Crocoddyl
BoxQP Class Reference

This class implements a Box QP solver based on a Projected Newton method. More...

#include <box-qp.hpp>

Public Member Functions

EIGEN_MAKE_ALIGNED_OPERATOR_NEW BoxQP (const std::size_t nx, const std::size_t maxiter=100, const double th_acceptstep=0.1, const double th_grad=1e-9, const double reg=1e-9)
 Initialize the Projected-Newton QP for bound constraints. More...
 
 ~BoxQP ()
 Destroy the Projected-Newton QP solver.
 
const std::vector< double > & get_alphas () const
 Return the stack of step lengths using by the line-search procedure.
 
std::size_t get_maxiter () const
 Return the maximum allowed number of iterations.
 
std::size_t get_nx () const
 Return the decision vector dimension.
 
double get_reg () const
 Return the regularization value.
 
const BoxQPSolutionget_solution () const
 Return the stored solution.
 
double get_th_acceptstep () const
 Return the acceptance step threshold.
 
double get_th_grad () const
 Return the gradient tolerance threshold.
 
void set_alphas (const std::vector< double > &alphas)
 Modify the stack of step lengths using by the line-search procedure.
 
void set_maxiter (const std::size_t maxiter)
 Modify the maximum allowed number of iterations.
 
void set_nx (const std::size_t nx)
 Modify the decision vector dimension.
 
void set_reg (const double reg)
 Modify the regularization value.
 
void set_th_acceptstep (const double th_acceptstep)
 Modify the acceptance step threshold.
 
void set_th_grad (const double th_grad)
 Modify the gradient tolerance threshold.
 
const BoxQPSolutionsolve (const Eigen::MatrixXd &H, const Eigen::VectorXd &q, const Eigen::VectorXd &lb, const Eigen::VectorXd &ub, const Eigen::VectorXd &xinit)
 Compute the solution of bound-constrained QP based on Newton projection. More...
 

Detailed Description

This class implements a Box QP solver based on a Projected Newton method.

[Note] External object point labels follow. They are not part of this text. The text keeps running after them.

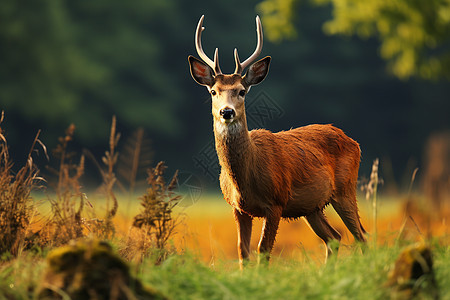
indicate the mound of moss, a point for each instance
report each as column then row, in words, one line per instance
column 90, row 270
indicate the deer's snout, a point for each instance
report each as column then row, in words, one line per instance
column 227, row 113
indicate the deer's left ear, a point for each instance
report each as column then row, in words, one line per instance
column 257, row 72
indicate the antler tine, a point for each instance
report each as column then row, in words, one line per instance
column 198, row 45
column 241, row 66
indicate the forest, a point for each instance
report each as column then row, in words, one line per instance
column 81, row 62
column 109, row 176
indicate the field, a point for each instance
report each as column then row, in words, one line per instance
column 67, row 243
column 205, row 266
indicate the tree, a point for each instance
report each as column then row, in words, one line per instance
column 414, row 34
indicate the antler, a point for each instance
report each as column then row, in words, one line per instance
column 241, row 66
column 198, row 44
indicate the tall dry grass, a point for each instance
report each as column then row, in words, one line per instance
column 72, row 215
column 17, row 209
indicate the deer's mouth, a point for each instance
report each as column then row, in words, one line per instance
column 227, row 115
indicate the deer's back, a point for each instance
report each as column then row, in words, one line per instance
column 302, row 168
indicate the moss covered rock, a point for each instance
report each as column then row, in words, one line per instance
column 90, row 270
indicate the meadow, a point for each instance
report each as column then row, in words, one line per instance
column 189, row 251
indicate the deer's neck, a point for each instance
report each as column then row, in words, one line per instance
column 234, row 149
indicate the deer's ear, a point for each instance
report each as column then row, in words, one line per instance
column 201, row 72
column 257, row 72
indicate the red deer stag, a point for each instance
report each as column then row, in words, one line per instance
column 289, row 174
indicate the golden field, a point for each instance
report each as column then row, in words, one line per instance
column 207, row 228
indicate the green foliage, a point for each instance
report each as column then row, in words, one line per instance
column 278, row 15
column 352, row 276
column 86, row 60
column 156, row 219
column 414, row 35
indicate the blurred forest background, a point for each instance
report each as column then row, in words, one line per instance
column 376, row 69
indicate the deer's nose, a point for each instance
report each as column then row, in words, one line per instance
column 227, row 113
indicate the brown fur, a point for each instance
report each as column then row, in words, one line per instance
column 289, row 174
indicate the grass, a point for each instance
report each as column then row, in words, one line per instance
column 352, row 276
column 200, row 261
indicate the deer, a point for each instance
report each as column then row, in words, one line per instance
column 284, row 175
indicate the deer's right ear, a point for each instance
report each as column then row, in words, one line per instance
column 201, row 72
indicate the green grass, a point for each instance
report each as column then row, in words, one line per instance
column 351, row 276
column 355, row 276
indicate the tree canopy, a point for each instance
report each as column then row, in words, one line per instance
column 414, row 35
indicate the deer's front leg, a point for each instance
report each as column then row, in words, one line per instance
column 244, row 228
column 269, row 232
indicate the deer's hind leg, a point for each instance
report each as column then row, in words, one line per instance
column 319, row 224
column 347, row 209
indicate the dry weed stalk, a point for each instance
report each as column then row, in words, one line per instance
column 371, row 189
column 109, row 181
column 156, row 221
column 66, row 222
column 135, row 158
column 16, row 205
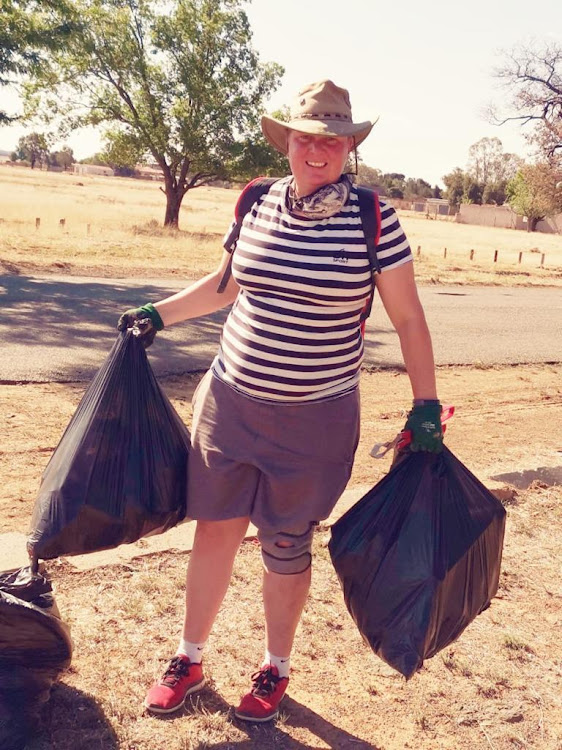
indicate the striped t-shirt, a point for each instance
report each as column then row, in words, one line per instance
column 293, row 333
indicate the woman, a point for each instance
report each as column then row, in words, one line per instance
column 276, row 418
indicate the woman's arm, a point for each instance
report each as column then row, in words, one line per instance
column 201, row 298
column 399, row 296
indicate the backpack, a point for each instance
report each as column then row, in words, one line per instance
column 369, row 210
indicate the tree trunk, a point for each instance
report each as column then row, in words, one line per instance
column 173, row 204
column 532, row 222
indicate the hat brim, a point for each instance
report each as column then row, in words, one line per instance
column 276, row 132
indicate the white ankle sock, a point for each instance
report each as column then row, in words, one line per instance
column 283, row 663
column 194, row 651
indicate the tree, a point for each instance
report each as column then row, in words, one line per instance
column 454, row 184
column 33, row 148
column 472, row 190
column 370, row 177
column 121, row 152
column 27, row 29
column 534, row 193
column 63, row 158
column 488, row 163
column 533, row 75
column 254, row 156
column 417, row 188
column 179, row 80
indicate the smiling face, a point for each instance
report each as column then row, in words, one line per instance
column 316, row 160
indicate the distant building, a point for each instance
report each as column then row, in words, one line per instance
column 93, row 169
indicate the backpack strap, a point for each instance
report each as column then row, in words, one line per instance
column 251, row 193
column 370, row 212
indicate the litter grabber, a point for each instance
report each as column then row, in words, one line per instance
column 404, row 438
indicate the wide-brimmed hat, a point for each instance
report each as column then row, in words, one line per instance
column 320, row 108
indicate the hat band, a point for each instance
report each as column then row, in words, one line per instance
column 324, row 116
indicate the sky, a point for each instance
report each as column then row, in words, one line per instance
column 424, row 68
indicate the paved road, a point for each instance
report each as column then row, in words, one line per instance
column 61, row 328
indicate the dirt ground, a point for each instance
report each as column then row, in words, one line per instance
column 496, row 687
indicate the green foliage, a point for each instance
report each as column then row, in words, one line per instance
column 454, row 184
column 33, row 148
column 28, row 29
column 370, row 177
column 63, row 158
column 533, row 193
column 180, row 82
column 472, row 192
column 121, row 152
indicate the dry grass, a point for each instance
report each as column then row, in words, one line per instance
column 113, row 227
column 497, row 687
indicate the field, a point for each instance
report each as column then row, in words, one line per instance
column 113, row 226
column 496, row 688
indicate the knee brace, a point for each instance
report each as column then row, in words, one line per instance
column 286, row 553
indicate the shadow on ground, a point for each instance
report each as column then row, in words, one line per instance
column 273, row 735
column 72, row 718
column 62, row 329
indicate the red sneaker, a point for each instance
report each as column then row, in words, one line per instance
column 261, row 703
column 180, row 679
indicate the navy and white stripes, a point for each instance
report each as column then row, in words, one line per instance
column 293, row 333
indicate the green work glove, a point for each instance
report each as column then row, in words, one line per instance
column 424, row 423
column 145, row 319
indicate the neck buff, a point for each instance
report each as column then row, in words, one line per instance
column 324, row 202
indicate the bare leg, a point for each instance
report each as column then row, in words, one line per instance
column 284, row 597
column 208, row 573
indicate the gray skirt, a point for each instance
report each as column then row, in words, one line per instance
column 283, row 465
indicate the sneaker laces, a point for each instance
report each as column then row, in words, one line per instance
column 177, row 669
column 264, row 682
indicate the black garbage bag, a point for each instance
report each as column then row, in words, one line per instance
column 35, row 647
column 418, row 557
column 120, row 470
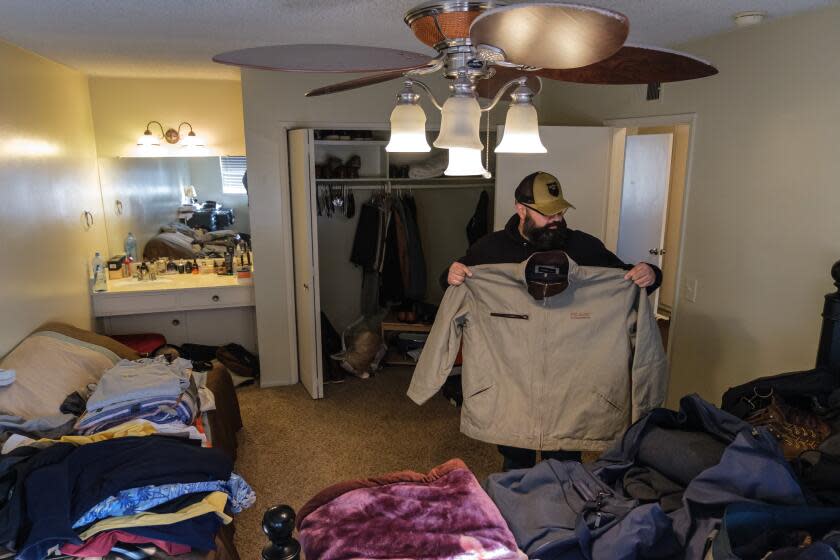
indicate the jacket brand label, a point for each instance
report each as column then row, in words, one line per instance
column 509, row 315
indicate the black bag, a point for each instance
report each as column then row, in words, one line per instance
column 197, row 352
column 238, row 360
column 807, row 390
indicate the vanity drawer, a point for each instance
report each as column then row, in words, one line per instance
column 106, row 304
column 211, row 298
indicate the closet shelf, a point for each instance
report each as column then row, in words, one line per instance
column 403, row 181
column 351, row 142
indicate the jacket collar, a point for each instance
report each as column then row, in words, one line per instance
column 541, row 291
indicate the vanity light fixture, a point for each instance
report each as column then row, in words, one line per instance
column 171, row 135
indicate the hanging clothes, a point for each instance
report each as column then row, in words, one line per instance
column 479, row 224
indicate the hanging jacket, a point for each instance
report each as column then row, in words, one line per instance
column 508, row 246
column 479, row 224
column 570, row 371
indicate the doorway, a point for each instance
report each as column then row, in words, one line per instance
column 649, row 218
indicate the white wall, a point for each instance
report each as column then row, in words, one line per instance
column 48, row 177
column 761, row 224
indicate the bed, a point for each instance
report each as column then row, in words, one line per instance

We consider a box QP problem of the form:

\begin{eqnarray*} \min_{\mathbf{x}} &= \frac{1}{2}\mathbf{x}^T\mathbf{H}\mathbf{x} + \mathbf{q}^T\mathbf{x} \\ \textrm{subject to} & \hspace{1em} \mathbf{\underline{b}} \leq \mathbf{x} \leq \mathbf{\bar{b}} \\ \end{eqnarray*}

where \(\mathbf{H}\), \(\mathbf{q}\) are the Hessian and gradient of the problem, respectively, \(\mathbf{\underline{b}}\), \(\mathbf{\bar{b}}\) are lower and upper bounds of the decision variable \(\mathbf{x}\).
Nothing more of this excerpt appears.